Giotto in Jaffa | Custodia Terrae Sanctae

Giotto in Jaffa

Giotto has returned to Tel Aviv, but this time to the southern part of the city, to Jaffa to be exact, as a guest of the Academic College of Tel Aviv-Yaffo until 28th October and perhaps longer. Naturally we are talking about the model in scale 1:4 of the 14th century Chapel of the Scrovegnis of Padua, with the famous cycle of frescoes painted by Giotto.

The model was conceived and made as an instrument to promote Padua and the Veneto region in Italy and abroad by the local council, the provincial council and other institutions of Padua; since 1993, it has practically gone around the world.
In 2008, Padua City Council gave it to the Custody of the Holy Land, also because all the events of the life of Jesus shown by Giotto are set in an imaginary Holy Land.

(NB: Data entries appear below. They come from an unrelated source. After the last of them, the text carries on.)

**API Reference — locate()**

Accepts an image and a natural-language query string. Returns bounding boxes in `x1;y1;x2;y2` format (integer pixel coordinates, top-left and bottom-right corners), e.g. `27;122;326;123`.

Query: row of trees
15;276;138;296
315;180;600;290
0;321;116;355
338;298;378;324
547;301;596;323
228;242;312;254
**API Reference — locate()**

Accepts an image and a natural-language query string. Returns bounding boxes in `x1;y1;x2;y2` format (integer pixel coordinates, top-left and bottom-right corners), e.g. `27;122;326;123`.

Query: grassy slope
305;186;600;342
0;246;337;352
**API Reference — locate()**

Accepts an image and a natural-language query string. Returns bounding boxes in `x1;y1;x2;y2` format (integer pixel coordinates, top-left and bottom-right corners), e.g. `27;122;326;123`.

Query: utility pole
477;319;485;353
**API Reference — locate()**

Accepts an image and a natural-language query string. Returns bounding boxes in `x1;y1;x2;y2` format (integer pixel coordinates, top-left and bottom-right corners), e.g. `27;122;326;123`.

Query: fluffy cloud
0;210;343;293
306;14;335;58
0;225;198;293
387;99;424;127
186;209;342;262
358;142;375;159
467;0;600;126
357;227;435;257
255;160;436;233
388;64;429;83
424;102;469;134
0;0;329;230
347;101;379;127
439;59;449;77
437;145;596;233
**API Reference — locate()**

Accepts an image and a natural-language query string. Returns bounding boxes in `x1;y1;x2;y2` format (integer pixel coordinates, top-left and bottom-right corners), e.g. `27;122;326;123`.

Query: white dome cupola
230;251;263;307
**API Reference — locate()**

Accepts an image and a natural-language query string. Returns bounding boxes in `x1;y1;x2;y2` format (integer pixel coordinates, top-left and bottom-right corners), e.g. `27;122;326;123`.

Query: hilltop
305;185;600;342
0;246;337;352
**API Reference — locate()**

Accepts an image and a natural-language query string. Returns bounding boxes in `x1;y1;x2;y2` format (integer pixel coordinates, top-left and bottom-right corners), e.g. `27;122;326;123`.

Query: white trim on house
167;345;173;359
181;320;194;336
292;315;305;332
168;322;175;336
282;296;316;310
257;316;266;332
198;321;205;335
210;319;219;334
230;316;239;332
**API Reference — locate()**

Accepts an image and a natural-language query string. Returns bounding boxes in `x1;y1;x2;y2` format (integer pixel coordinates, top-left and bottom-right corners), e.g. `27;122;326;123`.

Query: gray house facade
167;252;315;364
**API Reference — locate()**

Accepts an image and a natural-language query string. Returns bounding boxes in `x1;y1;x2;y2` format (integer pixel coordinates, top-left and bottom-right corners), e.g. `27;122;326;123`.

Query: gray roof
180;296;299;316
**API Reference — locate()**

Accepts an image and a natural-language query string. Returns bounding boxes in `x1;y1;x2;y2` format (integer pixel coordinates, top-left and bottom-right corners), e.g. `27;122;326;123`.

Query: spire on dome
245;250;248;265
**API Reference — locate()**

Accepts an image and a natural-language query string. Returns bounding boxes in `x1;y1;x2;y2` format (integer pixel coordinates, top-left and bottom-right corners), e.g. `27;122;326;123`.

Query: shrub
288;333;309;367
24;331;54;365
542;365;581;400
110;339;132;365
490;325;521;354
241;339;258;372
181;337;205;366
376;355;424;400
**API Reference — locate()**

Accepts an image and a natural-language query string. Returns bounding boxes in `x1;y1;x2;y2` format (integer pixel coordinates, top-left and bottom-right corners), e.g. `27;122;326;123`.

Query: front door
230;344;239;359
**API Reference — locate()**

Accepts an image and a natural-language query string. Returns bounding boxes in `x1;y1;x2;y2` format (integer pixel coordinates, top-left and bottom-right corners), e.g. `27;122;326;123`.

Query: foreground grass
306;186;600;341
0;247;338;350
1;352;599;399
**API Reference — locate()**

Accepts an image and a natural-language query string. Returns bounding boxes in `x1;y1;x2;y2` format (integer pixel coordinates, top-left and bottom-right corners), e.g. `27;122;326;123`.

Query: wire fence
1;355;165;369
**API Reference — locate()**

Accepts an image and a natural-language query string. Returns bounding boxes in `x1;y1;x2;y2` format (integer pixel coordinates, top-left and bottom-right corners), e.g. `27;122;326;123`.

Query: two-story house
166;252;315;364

The exhibition has already been held in Jerusalem, where it was an outstanding success, particular in Jewish circles and last November thousands of visitors were able to visit it for two months at the Erez Museum in Tel Aviv. Dozens of groups of Israeli tourists with their guides and teachers with their classes found it very interesting to learn the story of salvation according to the Gospel account and the Christian point of view through the fresco: this way Giotto’s art once again fulfilled its original teaching function as an instrument of evangelization.

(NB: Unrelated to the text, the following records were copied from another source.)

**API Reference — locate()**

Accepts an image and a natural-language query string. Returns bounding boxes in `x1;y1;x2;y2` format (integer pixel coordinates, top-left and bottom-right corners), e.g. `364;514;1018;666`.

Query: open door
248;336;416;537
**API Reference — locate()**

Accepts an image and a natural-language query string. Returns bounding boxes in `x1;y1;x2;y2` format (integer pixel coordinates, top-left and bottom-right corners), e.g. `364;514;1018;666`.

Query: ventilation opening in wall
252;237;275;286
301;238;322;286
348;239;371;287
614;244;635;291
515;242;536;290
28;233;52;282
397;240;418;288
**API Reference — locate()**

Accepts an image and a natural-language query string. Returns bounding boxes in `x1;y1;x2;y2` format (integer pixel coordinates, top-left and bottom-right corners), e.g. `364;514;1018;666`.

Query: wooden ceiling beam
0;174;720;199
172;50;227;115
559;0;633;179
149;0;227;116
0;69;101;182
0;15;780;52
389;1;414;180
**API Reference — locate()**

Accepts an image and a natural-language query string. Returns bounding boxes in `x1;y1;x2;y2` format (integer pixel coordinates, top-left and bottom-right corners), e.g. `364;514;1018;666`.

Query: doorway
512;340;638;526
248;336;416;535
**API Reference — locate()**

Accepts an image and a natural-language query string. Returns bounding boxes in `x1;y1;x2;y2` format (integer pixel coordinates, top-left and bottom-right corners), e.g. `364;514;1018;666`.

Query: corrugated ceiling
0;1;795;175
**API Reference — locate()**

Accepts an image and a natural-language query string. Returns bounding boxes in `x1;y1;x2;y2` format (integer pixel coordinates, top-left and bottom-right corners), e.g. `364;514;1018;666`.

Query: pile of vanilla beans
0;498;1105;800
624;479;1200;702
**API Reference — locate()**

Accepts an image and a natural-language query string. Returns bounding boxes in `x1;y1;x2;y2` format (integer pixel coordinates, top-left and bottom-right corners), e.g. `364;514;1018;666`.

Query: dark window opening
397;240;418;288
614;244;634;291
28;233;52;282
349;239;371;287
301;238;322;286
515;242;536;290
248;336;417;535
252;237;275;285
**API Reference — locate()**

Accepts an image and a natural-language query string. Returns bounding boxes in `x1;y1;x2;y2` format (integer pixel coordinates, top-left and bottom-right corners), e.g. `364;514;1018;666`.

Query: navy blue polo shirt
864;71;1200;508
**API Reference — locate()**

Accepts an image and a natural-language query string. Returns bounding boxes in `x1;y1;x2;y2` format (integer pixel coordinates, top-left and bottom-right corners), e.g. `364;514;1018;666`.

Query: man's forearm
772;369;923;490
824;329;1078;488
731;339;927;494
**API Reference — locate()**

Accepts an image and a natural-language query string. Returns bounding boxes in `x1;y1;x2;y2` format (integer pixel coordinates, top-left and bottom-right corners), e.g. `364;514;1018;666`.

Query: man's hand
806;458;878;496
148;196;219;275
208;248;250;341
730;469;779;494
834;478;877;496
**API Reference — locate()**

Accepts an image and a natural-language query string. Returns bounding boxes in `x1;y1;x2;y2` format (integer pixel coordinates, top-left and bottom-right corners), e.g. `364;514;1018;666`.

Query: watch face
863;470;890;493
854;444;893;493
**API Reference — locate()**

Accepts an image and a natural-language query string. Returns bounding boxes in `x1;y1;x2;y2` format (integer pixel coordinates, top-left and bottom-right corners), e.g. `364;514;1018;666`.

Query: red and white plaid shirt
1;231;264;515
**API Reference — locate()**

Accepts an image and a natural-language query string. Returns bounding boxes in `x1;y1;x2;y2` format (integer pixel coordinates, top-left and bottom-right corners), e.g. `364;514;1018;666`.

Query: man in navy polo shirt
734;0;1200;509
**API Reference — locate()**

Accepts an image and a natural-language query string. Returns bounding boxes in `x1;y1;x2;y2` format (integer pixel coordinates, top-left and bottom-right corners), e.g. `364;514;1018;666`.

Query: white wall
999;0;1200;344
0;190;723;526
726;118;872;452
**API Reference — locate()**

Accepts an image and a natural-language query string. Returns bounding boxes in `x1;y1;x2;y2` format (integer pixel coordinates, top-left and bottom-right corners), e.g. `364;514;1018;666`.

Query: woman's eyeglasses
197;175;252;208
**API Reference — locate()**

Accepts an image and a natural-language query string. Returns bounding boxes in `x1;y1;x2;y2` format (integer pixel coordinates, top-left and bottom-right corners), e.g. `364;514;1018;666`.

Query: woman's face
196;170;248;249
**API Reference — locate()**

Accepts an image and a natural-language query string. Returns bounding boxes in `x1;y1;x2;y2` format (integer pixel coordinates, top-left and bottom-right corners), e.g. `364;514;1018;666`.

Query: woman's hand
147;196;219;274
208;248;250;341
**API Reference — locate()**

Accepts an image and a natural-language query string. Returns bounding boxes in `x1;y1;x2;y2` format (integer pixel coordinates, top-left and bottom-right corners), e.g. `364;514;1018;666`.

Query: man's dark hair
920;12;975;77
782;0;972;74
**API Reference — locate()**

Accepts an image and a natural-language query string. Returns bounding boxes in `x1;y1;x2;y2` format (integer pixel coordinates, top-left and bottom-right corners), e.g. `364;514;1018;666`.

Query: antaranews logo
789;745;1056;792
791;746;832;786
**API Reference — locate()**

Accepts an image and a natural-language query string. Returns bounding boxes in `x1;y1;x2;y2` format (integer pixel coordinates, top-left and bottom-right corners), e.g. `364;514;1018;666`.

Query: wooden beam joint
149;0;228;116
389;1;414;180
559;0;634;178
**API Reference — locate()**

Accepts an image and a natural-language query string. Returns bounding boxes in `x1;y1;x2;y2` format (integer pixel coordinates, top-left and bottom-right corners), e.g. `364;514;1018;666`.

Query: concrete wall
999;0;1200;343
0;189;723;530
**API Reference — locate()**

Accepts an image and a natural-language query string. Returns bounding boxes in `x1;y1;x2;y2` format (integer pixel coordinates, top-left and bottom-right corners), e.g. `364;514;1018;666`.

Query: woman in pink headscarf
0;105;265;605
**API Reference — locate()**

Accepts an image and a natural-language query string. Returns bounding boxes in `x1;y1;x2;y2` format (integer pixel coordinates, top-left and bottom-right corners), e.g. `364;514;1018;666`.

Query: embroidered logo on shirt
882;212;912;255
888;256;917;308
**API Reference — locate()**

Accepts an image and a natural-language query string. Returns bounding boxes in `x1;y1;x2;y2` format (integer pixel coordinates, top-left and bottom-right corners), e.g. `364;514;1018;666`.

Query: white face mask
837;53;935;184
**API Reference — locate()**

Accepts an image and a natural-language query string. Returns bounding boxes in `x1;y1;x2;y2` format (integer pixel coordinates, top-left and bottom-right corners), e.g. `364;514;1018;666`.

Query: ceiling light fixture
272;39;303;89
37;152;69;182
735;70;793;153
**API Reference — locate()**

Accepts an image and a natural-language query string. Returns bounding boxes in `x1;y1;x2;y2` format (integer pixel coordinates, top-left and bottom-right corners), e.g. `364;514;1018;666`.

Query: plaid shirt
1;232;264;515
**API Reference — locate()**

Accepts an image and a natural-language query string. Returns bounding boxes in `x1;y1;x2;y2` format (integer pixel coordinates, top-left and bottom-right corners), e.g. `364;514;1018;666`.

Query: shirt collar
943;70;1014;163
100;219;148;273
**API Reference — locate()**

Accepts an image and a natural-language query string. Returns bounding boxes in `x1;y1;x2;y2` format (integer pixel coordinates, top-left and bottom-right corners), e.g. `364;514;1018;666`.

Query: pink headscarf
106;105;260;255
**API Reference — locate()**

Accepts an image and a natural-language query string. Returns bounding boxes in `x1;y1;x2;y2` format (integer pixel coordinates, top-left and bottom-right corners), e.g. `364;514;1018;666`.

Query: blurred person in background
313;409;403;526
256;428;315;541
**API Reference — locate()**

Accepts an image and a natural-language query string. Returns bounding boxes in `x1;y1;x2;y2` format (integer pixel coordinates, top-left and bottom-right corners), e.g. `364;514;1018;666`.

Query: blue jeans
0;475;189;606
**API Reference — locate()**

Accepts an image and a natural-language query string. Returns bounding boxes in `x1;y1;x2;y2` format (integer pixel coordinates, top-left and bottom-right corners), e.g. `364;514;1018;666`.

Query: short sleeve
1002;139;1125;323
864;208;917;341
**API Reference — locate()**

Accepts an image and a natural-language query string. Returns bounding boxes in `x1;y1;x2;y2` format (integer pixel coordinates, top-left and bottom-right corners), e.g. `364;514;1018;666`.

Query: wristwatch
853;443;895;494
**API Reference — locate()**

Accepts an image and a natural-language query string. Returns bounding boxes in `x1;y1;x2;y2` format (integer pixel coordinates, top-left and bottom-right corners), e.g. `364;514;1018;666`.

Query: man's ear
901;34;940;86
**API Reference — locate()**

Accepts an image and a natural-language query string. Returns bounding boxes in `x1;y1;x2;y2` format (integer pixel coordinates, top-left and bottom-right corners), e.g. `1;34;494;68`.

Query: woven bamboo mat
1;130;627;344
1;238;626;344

The exhibition received the same enthusiastic participation in Jaffa on Wednesday 13th October during the official inauguration which, according to local custom, was held a few days after the opening.

The main creators and executors of the initiative, Father Arturo Vasaturo and the engineer Mr. Ettore Soranzo for the Custody of the Holy Land, were present, as were Dror Amir, Executive Director of the Academic College of Tel Aviv-Yaffo, and many others, including Father Apollinare Szwed, superior of the Convent of St. Peter in Jaffa, in charge of the Hebrew-speaking Catholic community and Father Peter Ashton.

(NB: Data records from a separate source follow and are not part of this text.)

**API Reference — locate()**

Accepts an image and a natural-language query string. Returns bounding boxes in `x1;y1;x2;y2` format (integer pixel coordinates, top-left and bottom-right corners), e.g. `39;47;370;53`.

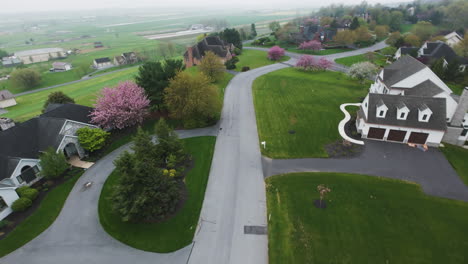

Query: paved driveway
0;127;217;264
263;140;468;202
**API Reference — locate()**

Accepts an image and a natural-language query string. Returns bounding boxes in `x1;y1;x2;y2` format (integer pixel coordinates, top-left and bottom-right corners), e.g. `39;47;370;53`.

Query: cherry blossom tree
90;81;150;130
348;61;378;83
316;57;333;71
298;40;322;51
295;55;315;70
268;46;285;60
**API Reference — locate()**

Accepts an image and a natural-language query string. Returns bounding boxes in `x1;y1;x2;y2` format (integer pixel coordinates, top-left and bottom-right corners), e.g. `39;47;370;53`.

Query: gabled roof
381;55;427;88
399;47;418;56
366;93;447;131
184;36;232;61
404;80;445;97
0;90;14;101
94;57;111;64
42;103;93;124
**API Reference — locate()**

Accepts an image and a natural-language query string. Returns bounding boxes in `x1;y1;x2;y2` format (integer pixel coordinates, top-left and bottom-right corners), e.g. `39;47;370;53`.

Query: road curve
0;126;217;264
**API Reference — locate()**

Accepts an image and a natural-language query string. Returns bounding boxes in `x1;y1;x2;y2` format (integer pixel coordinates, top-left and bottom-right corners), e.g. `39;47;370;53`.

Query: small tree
91;81;150;130
348;61;378;83
250;23;257;38
404;34;421;47
350;17;360;30
10;68;41;90
454;34;468;57
430;58;446;80
411;21;435;42
268;46;285;60
39;147;69;179
165;71;221;128
333;30;357;46
298;40;322;51
42;91;75;112
199;51;226;82
316;184;331;209
77;127;110;152
386;31;401;47
355;26;372;43
375;25;389;39
295;55;315;70
316;57;333;71
0;49;8;58
154;118;185;166
269;21;281;33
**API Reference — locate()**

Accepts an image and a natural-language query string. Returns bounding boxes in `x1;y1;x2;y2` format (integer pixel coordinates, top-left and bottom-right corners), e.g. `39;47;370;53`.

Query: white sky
0;0;408;14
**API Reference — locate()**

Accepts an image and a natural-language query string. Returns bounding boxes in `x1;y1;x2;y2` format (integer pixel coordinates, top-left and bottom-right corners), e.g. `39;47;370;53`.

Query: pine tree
430;58;446;80
350;17;360;30
250;23;257;38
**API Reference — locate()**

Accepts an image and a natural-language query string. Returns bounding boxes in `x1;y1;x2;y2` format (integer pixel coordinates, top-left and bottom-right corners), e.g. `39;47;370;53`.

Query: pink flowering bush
295;55;315;70
268;46;285;61
298;40;322;51
90;81;150;130
316;57;333;70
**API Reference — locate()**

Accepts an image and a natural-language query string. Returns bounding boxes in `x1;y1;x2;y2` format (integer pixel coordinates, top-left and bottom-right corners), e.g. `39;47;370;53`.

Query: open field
99;136;216;253
253;68;366;158
441;144;468;186
234;49;289;71
266;172;468;264
335;52;387;67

In addition to the visit of Giotto’s chapel, about three hundred people listened to the lecture on Giotto by Dr. David Graves in the auditorium of the university college. Graves upholds the theory that sees Giotto as a bridge towards the Renaissance, not only for this first exercises of perspective. but above all for the changeover from an art which has the ideal as its object, to an art which aimed to imitate nature.

The introduction to all the attendees was made by Professor Israel Zang, President of the Academic College of Tel Aviv-Yaffo, who recalled the particular atmosphere of Jaffa where this academic institution operates: a society where Muslims, Christians and Jews live together in peace.

The organization of the evening was perfect down to every detail, with personalized signs, the presence of the media, the Israeli and Italian flags as well as that of the Custody of the Holy Land and, of course, the buffet, which preceded the inauguration instead of concluding it (and without anyone disappearing after eating: another sign of sincere interest).

One curious detail, but which could also be significant: the background music to the exhibition was not chosen from the repertoire of sacred music, but was a CD of operatic arias sung by Pavarotti, as though the mark of Italianness of Giotto, Pavarotti and Verdi prevailed over that of Christianity.